Interventions to improve the odds for their children are much-needed. Matching research to family needs suggests several steps that could help these families:
- Increasing and stabilizing income. The best way to do that is to prevent disconnection in the first place. For low-income single mothers who are working, this means helping them keep their jobs—for example, through investment in stable child care and in services to help them keep jobs, move up on the job, and find a new job quickly. For mothers who have lost a job, it means improvements in unemployment insurance to help them stabilize income right away.
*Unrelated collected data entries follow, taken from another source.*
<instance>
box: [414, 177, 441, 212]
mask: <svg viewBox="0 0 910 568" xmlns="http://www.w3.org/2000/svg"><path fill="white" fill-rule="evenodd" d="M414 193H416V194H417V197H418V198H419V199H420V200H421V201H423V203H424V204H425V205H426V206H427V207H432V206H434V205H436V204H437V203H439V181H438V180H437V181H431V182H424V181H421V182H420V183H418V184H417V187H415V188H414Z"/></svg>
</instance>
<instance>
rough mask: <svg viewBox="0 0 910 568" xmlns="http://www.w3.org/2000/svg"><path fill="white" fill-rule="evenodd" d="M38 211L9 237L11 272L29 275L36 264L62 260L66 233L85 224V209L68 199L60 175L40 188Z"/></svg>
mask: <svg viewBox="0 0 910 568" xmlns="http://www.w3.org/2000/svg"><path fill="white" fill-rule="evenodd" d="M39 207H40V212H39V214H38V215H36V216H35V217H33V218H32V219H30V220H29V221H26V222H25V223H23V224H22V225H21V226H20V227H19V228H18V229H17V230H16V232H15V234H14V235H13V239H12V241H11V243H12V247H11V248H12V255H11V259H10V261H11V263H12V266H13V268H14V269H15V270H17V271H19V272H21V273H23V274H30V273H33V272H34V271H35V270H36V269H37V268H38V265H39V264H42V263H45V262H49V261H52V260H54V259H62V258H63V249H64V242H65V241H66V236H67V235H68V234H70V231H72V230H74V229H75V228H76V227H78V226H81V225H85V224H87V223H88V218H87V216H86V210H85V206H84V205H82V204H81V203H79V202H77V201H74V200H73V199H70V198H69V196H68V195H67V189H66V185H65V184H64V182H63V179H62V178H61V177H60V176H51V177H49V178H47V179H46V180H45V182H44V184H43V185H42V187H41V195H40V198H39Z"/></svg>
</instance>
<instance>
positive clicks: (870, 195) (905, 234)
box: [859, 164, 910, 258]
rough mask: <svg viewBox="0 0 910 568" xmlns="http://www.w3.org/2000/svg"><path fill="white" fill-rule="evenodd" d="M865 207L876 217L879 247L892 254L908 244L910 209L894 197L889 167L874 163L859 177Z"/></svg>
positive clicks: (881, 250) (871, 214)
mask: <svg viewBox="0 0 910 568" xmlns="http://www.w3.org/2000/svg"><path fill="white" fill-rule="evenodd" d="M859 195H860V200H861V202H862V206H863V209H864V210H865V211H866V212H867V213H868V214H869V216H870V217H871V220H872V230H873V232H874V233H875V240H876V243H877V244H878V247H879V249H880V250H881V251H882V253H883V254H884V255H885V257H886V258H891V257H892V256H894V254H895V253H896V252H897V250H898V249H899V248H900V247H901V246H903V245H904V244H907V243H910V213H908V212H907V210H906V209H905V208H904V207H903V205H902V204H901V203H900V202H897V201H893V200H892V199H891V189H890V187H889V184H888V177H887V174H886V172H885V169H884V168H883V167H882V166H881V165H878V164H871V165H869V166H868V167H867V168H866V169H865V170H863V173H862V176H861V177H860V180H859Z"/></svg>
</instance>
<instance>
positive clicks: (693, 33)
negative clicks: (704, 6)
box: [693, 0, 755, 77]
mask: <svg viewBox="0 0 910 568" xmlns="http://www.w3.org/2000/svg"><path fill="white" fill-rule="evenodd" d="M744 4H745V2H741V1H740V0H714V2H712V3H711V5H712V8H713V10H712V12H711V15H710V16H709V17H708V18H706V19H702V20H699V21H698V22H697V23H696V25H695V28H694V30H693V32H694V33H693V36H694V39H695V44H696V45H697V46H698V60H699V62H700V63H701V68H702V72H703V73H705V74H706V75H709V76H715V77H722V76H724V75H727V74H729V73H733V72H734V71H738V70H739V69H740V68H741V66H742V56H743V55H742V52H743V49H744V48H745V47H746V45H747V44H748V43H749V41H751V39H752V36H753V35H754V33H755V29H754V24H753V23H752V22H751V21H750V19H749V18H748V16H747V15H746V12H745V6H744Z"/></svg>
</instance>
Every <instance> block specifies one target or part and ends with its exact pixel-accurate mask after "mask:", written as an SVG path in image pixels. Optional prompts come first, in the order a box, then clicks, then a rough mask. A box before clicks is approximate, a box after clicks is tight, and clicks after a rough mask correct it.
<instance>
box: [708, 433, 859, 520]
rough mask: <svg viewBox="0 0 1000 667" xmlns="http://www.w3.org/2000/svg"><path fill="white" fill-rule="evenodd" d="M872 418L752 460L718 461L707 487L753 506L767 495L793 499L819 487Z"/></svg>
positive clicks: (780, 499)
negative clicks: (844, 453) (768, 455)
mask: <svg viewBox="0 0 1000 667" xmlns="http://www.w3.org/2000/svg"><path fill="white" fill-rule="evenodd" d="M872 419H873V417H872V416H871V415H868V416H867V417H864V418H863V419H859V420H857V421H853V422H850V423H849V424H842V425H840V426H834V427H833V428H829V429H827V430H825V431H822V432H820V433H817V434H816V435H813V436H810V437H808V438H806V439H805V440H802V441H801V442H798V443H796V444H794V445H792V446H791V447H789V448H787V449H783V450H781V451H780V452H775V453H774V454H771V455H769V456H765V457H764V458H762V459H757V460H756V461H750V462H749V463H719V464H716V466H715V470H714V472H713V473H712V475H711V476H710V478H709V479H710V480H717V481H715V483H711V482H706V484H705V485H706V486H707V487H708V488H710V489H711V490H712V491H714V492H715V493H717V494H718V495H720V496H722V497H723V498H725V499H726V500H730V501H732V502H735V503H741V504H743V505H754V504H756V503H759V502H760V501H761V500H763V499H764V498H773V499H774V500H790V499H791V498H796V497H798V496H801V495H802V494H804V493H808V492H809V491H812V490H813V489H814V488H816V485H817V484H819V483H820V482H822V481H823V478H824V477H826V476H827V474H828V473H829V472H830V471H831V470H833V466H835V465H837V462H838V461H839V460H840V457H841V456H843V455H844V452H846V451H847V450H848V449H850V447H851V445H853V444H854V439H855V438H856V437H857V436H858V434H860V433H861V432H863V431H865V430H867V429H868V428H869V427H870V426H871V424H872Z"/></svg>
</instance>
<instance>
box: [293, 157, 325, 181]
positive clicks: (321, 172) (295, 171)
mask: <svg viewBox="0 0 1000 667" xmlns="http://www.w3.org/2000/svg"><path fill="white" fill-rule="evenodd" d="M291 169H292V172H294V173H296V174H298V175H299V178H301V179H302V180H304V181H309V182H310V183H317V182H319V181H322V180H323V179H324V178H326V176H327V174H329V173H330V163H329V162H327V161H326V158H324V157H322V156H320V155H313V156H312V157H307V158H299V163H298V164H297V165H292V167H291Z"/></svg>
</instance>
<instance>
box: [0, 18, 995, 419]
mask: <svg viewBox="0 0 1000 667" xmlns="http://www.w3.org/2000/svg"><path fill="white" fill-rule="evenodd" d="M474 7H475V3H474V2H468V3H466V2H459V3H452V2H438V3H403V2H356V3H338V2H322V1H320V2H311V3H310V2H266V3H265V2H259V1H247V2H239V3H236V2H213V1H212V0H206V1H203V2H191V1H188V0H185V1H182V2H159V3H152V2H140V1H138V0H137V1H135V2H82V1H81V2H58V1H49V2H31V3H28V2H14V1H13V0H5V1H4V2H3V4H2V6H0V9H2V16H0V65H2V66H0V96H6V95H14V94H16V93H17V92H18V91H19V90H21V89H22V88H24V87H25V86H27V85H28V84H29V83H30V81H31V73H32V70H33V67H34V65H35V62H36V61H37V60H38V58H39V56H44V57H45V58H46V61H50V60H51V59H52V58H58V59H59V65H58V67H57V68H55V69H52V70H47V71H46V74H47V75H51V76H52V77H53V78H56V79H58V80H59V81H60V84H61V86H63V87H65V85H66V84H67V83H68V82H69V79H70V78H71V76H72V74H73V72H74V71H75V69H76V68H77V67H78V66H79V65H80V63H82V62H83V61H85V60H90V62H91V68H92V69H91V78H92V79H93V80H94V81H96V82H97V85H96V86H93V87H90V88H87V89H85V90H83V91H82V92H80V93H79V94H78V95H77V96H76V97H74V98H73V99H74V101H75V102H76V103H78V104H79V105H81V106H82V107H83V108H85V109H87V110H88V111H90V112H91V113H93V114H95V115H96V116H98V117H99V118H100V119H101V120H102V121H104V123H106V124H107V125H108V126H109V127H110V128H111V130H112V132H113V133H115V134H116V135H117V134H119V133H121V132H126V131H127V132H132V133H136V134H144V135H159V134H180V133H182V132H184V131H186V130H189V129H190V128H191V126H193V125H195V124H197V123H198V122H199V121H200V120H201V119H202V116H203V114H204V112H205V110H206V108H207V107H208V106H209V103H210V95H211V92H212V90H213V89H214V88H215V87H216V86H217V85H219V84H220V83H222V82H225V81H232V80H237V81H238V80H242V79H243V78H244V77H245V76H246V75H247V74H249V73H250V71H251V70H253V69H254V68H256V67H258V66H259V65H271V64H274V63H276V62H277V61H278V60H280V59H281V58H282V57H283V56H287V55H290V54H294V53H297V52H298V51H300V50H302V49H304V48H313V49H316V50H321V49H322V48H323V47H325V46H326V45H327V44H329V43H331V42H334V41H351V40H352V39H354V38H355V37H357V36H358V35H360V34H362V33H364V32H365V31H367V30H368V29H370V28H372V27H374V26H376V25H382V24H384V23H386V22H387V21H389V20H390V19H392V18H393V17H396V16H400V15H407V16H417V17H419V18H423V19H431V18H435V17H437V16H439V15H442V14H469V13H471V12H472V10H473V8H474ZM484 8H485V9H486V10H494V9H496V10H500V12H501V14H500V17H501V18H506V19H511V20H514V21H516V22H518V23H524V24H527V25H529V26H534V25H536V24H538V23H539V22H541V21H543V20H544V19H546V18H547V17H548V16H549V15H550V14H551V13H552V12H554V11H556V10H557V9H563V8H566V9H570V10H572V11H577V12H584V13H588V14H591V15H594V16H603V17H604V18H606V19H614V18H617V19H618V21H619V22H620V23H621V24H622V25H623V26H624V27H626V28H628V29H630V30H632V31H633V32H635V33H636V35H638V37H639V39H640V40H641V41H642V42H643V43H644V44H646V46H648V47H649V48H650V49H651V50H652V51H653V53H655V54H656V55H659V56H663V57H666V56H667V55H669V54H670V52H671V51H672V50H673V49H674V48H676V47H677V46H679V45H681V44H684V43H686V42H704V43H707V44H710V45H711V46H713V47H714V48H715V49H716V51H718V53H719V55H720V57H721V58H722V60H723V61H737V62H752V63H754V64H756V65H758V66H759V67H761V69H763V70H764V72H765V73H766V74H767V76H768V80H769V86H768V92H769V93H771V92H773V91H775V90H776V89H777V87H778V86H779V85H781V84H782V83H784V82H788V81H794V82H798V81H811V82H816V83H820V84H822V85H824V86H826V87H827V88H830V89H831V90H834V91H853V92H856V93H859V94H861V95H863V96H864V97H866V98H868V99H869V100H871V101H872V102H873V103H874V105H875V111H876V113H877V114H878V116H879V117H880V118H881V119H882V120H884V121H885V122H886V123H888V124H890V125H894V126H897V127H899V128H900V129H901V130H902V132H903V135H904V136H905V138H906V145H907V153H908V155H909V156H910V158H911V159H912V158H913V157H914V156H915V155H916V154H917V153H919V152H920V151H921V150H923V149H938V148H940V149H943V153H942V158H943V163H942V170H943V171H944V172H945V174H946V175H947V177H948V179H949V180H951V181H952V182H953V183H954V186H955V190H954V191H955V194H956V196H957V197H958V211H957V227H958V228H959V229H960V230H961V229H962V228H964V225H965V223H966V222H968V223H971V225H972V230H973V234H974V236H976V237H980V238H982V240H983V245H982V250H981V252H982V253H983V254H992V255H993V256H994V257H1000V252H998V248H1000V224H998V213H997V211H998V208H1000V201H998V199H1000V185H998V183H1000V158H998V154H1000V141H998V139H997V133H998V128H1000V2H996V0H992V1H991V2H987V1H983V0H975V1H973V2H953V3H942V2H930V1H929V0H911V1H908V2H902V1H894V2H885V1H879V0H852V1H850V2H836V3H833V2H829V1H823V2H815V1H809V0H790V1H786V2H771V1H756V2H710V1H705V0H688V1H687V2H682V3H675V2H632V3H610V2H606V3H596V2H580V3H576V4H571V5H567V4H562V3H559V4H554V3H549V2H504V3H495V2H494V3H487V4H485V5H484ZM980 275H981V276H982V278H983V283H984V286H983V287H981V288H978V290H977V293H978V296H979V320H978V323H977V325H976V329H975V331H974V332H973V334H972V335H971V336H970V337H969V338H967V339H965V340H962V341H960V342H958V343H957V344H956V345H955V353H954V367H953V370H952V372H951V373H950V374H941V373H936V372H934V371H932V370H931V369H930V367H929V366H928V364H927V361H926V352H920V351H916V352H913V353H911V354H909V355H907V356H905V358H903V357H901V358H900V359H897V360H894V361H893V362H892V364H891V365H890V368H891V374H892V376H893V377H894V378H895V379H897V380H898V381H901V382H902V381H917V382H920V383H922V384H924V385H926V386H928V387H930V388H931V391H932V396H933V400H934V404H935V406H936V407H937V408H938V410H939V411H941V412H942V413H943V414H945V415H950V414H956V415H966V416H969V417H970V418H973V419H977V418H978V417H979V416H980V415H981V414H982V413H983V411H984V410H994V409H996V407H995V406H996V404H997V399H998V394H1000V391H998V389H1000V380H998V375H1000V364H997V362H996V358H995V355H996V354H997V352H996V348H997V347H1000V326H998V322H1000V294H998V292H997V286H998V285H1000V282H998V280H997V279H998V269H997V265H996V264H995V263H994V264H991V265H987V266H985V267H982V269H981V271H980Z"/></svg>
For mothers on TANF, states should reach out intensively to those at risk of being sanctioned in order to provide services to them and continue help for their children.
- Reducing income loss when mother and baby are particularly vulnerable, around pregnancy, birth, and infancy. Expanding paid family leave beyond the two states that currently provide it and designing a targeted TANF program for mothers of infants are two potential options
- Supporting and enhancing parenting through home visiting and Early Head Start. Treatment for maternal depression is crucial given its high prevalence among disconnected mothers and the risks it poses for children.
- High-quality early childhood education, as well as early intervention and special education for children with disabilities would enhance their development directly.
- Ensuring that children and their parents receive health insurance, food assistance, and other supports they are already eligible for is becoming a priority in some states and should be in all. Continuity in children’s Medicaid eligibility and in their connection to a pediatrician should be a priority for state policymakers. Automatically qualifying them when they receive SNAP would reduce the burden of reenrollment on both the states and the families. At the same time, only about half of disconnected mothers are enrolled in SNAP. Nationally, about two-thirds of eligible working parents with children participate in the program, so removing barriers to enrollment is particularly imperative.
- Children of noncitizen parents need better access to benefit programs available nationwide or as a state option. These include TANF child-only benefits and state policy options for Medicaid, Children’s Health Insurance Program, and SNAP that provide maximum coverage to noncitizen parents with children. These parents may have legal status but could be excluded from health and nutrition benefits under complex state and federal policies, or they may be undocumented immigrants who fear coming into contact with government agencies, even if their citizen children are eligible for benefits.
Such policies would help both disconnected mothers and their children in the long run.